Marijuana dependence in Coral Springs is becoming more prevalent as access to the drug improves. Marijuana dependence is also becoming more prevalent because the potency of the drug is increasing. By some accounts, marijuana dependence is at its highest levels ever.
Treatment is available for this and other kinds of substance abuse problems. Call Alcohol Treatment Centers Coral Springs at (877) 804-1531 for help finding a treatment facility for marijuana addiction.
Marijuana is a drug made from the leaves and flowers of a plant called Cannabis sativa. This is why marijuana is sometimes called cannabis. The plant is also referred to as "the hemp plant" and is even used in the manufacture of certain fibers for clothing.
The "drug" component of the cannabis plant is delta-9-tetrahydro-cannabinol (THC).

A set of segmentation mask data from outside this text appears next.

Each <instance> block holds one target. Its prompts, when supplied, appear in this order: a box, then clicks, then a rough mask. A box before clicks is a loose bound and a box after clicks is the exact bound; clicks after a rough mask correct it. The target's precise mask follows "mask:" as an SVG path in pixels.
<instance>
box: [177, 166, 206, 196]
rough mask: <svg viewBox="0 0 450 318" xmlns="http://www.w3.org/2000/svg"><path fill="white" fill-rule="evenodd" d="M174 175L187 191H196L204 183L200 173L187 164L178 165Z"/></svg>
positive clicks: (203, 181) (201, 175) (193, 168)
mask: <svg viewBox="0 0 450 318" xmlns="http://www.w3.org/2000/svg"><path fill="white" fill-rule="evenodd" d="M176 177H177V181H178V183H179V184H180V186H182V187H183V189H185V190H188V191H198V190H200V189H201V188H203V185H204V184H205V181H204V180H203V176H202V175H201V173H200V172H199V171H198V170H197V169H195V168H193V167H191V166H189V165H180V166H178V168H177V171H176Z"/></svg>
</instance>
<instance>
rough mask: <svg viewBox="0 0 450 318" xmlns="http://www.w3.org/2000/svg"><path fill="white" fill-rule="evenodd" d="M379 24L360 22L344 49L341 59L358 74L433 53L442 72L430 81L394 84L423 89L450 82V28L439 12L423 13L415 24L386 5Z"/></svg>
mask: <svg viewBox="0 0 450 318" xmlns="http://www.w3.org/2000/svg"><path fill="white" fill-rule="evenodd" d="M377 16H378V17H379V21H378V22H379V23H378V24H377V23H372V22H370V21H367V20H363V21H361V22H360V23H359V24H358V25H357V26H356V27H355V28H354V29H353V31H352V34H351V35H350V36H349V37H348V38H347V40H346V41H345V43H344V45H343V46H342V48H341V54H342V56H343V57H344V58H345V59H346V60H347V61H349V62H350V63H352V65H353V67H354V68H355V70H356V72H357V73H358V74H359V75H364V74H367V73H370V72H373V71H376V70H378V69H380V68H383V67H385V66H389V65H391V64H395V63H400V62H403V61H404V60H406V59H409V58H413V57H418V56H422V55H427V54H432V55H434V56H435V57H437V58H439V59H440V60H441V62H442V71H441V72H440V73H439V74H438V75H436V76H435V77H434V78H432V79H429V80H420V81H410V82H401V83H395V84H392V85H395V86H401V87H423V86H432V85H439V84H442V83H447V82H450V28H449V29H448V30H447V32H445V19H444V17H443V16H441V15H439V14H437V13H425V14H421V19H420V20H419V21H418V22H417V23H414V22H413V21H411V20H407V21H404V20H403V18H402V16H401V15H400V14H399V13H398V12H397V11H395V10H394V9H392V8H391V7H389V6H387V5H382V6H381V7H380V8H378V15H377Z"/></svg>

THC is referred to as a psychoactive chemical because it can alter perceptions of time, produce hallucinations, alter sensory perception, create feelings of euphoria, and even stimulate appetite (one of the drug's medical uses).
On the street, marijuana may be referred to by any number of names including the popular nicknames weed, pot, and grass. It is less commonly referred to as herb, bud, ganja, and Mary Jane. The form of marijuana that is rolled in paper to look like a cigarette is referred to as a blunt or joint. Marijuana is commonly smoked, but it can also be eaten.
Marijuana dependence is a condition in which the body becomes physically reliant on marijuana to function. In particular, the central nervous system (CNS) will adapt to the presence of marijuana, becoming dependent on the drug to maintain "normal" levels of happiness.
The development of dependence results from persistent, heavy use of marijuana and does not result from intermittent, light use. Once dependence has occurred, individuals will experience withdrawal symptoms any time they attempt to stop using marijuana. Examples of such symptoms include depression, agitation, cravings for the drug, and restlessness.
The most reliable sign of dependence on any drug is increasing tolerance to its effects. The result of increasing tolerance is the need to take more and more of the drug to achieve the same effects. Other signs of dependence include the development of withdrawal symptoms anytime the drug is not used, changes in behavior, cravings for the drug, changes in sleep patterns, and changes in appetite.
Abuse rises to a new level and involves use of a substance when it is physically or personally dangerous to do so. Signs of marijuana abuse include use while driving, use at work, use around children, and use when operating machinery. Any use of marijuana when there are foreseeable and obvious negative consequences is considered abuse.
Though THC is often cited as being "no more dangerous that alcohol," such an endorsement is hardly positive. In truth, alcohol can have devastating physical and mental effects and so can THC. Prolonged use of THC can lead to permanent changes in brain structure and chemistry.
These changes can result in memory problems, difficulty learning, problems with impulse control, and increased risk of mental illness. The effects are worse when the drug is abused by younger individual. Adolescents, for example, lose an average of 8 IQ points that they never regain in later life.
As with any substance abuse disorder, marijuana addiction is treated through a combination of medical and behavioral health measures. Medical intervention is used to reduce cravings, support mood, and manage withdrawal symptoms to help ensure early success in abstinence. Behavioral measures are used to provide long-term support to addicts by giving them the tools they need to address addictive behavior.
Behavioral measures include counseling, group therapy, family therapy, motivational interviewing, cognitive-behavioral therapy, and many other forms of talk therapy. Relapse prevention serves as the final step of treatment, providing recovered addicts with the tools and resources they need to maintain sobriety over the long term.